The children taught us that shorter (generally) is better. My case for short talks is not based on declining attention spans, but on two other ideas: (a) the time belongs to the audience not to me, so my task is to be a good steward; (b) cutting minutes from a talk forces me to use only my best stuff by condensing the content, hopefully getting rid of the Hamburger Helper and retaining the hamburger.
2. You are the ultimate weapon: On the road, presentation technology will work about 70% of the time. This figure climbs to about 85% whenever you have home court advantage. We could not get our Berkeley video to function for the children (our fault for not showing up earlier with the disc), but they did not seem to care. Even the collapse of the teddy bear strategy left them unmoved. Their response seemed to depend more on who we were and why we were there. Are we going to be more impressive than their video games? I don’t think so.

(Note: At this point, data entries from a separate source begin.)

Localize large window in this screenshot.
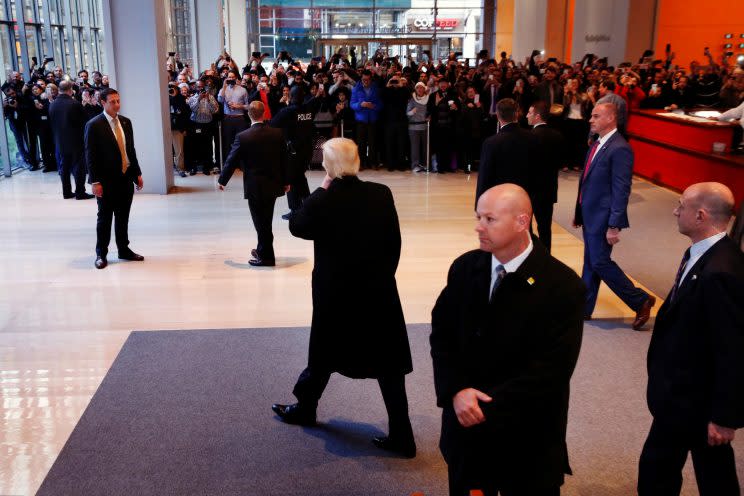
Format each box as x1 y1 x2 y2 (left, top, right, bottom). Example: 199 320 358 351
253 0 483 63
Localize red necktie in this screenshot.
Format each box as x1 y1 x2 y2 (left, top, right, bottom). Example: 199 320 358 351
579 140 599 203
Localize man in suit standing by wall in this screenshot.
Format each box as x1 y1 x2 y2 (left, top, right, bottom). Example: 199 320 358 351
85 88 145 269
49 81 93 200
527 101 563 253
475 98 535 204
217 101 289 267
573 103 656 331
638 183 744 496
431 184 584 496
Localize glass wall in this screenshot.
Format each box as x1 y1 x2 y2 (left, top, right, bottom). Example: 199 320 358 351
0 0 106 172
247 0 483 63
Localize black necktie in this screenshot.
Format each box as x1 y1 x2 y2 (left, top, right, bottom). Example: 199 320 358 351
669 248 690 301
488 265 506 301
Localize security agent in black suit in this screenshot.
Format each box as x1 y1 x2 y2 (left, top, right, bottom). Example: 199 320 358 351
430 184 585 496
85 88 145 269
49 81 93 200
475 98 535 204
638 183 744 496
527 101 564 253
271 138 416 458
217 101 289 267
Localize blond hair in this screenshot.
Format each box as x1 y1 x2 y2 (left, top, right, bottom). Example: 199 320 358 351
323 138 359 179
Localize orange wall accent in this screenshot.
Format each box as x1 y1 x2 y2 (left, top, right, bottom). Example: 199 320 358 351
655 0 744 69
491 0 514 60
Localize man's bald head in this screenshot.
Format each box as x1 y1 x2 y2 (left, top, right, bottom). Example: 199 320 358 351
674 182 734 242
475 184 532 263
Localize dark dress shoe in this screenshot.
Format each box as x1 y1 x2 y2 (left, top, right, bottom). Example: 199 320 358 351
119 250 145 262
271 403 317 427
372 437 416 458
633 296 656 331
248 257 276 267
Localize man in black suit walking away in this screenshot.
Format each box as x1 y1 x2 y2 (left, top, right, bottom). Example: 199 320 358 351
217 100 289 267
85 88 145 269
49 81 93 200
430 184 584 496
527 101 563 253
638 183 744 496
475 98 535 204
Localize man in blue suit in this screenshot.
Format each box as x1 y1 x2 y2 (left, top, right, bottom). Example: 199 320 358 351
573 103 656 331
351 70 382 169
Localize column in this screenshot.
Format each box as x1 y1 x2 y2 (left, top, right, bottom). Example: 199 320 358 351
103 0 173 194
225 0 248 69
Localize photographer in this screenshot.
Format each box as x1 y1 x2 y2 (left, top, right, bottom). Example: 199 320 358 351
168 84 191 177
187 78 220 176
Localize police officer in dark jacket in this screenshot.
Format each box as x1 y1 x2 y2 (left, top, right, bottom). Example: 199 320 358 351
271 85 315 220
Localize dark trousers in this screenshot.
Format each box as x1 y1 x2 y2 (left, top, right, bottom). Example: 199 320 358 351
217 115 248 164
384 122 409 170
57 153 87 197
186 123 214 170
638 419 740 496
292 367 413 442
248 188 276 262
530 200 553 253
96 178 134 257
287 152 313 211
356 122 379 168
581 229 649 316
447 465 561 496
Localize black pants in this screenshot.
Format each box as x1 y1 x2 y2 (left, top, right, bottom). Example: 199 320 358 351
57 153 87 197
217 115 248 164
186 123 214 171
96 177 134 257
638 419 740 496
530 200 553 253
248 188 276 262
356 122 379 168
292 367 413 442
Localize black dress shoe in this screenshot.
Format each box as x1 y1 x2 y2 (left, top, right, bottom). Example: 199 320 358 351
372 437 416 458
119 250 145 262
271 403 317 427
248 257 276 267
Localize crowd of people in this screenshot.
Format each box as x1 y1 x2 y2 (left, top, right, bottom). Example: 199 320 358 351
167 48 744 176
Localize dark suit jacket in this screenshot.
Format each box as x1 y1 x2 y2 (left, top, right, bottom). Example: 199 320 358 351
647 237 744 429
431 238 585 487
575 132 633 234
218 123 288 199
289 176 413 378
85 112 142 186
528 124 564 205
475 123 535 204
49 93 88 156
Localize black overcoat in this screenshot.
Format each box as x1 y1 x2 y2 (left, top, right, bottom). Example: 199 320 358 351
289 176 413 378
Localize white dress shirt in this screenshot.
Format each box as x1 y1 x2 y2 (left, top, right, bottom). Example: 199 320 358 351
678 232 726 287
488 236 533 298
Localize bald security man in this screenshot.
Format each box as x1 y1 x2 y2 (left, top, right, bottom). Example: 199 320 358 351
430 184 585 496
638 183 744 496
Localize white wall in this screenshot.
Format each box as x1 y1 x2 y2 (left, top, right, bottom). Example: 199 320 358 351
571 0 630 65
103 0 173 194
512 0 548 61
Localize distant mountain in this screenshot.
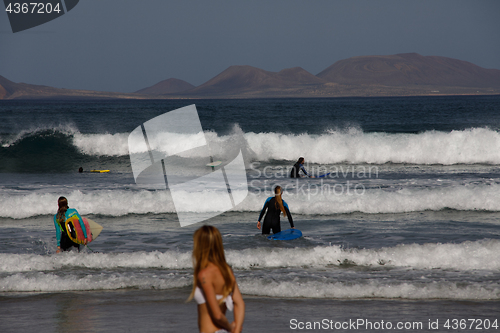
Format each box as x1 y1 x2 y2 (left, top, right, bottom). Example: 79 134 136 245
187 66 326 96
0 76 144 100
0 53 500 99
317 53 500 88
135 78 195 95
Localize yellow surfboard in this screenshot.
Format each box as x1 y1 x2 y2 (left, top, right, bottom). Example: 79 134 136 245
65 215 102 244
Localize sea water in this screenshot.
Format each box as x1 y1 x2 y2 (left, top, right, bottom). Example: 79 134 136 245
0 96 500 332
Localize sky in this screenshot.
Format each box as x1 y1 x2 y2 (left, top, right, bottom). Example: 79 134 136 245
0 0 500 92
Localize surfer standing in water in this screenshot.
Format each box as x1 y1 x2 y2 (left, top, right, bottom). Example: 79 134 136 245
290 157 315 178
257 186 295 235
188 225 245 333
54 197 87 253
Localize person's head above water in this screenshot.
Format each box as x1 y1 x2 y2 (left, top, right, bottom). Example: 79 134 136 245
56 197 68 222
57 197 68 209
193 225 226 268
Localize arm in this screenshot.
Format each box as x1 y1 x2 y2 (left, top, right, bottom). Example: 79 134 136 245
66 208 87 240
198 269 232 332
54 214 61 252
232 274 245 333
257 197 271 229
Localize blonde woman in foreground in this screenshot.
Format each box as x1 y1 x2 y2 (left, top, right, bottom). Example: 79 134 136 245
188 225 245 333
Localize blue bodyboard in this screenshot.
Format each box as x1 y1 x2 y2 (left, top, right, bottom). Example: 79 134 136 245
267 229 302 240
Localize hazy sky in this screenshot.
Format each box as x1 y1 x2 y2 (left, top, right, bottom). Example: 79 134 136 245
0 0 500 92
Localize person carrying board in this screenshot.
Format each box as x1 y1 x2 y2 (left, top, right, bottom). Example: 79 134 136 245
290 157 314 178
257 186 295 235
54 197 87 253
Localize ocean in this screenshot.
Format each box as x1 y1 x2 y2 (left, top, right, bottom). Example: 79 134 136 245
0 96 500 332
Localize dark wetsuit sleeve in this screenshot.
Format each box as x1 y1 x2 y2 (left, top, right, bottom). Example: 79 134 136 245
283 200 294 228
257 198 271 221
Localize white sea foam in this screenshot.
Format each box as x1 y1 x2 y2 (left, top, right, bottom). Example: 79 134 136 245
4 183 500 219
0 240 500 273
245 128 500 165
66 128 500 165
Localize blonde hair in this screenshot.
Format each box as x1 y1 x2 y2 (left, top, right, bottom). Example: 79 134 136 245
188 225 235 304
274 185 286 217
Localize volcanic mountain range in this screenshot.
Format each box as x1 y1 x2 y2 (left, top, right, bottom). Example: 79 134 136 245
0 53 500 99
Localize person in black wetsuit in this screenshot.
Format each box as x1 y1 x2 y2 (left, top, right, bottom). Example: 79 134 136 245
257 186 295 235
290 157 314 178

This experience made me wonder if we are over-developing our technology and under-developing ourselves as communicators. I’m not suggesting this is always a trade-off, but that with all our production meetings, creativity teams, and branding, who is in charge of developing the communicator him/herself into a person worth listening to?
3. Feedback is my friend: Adult audiences are usually too nice. Even when I am doing a talk that is not moving people at all, many in the audience will solidify their facial expression into a frozen mask of feigned interest. Sure, some will play with their phones, but lots of people will pretend to be engaged while secretly watching another movie in the multiplex theater of their minds (or their phone).
Children are not so. They are honest. Whenever Jan and I lost the attention of our elementary age students, their posture and expressions immediately made this painfully clear forcing us to try something else to regain their interest (the Cal Bear growl helped a lot). Similarly, watching yourself on video as soon after a talk as possible is a tremendous way to improve, as is soliciting input through surveys or focus groups. Why not invite a future-Christian to a service and ask him or her give you an evaluation of a sermon? I ask my students in preaching classes to do this sort of thing, and often see profound results.
Communicating across cultural lines is the single most effective way to grow as a speaker. The line between adults and children is one of those opportunities. Think you’re pretty good? Try speaking to kids.
Great post, Earl! With 2 decades in children’s ministry (both volunteer and full-time and both in the US and Romania), I believe that preparing a 10-min talk for kids week-in and week-out is invaluable preparation for ministry to all other age-groups, so much so that it should be mandatory that it should be a mandatory part of training for all pastors.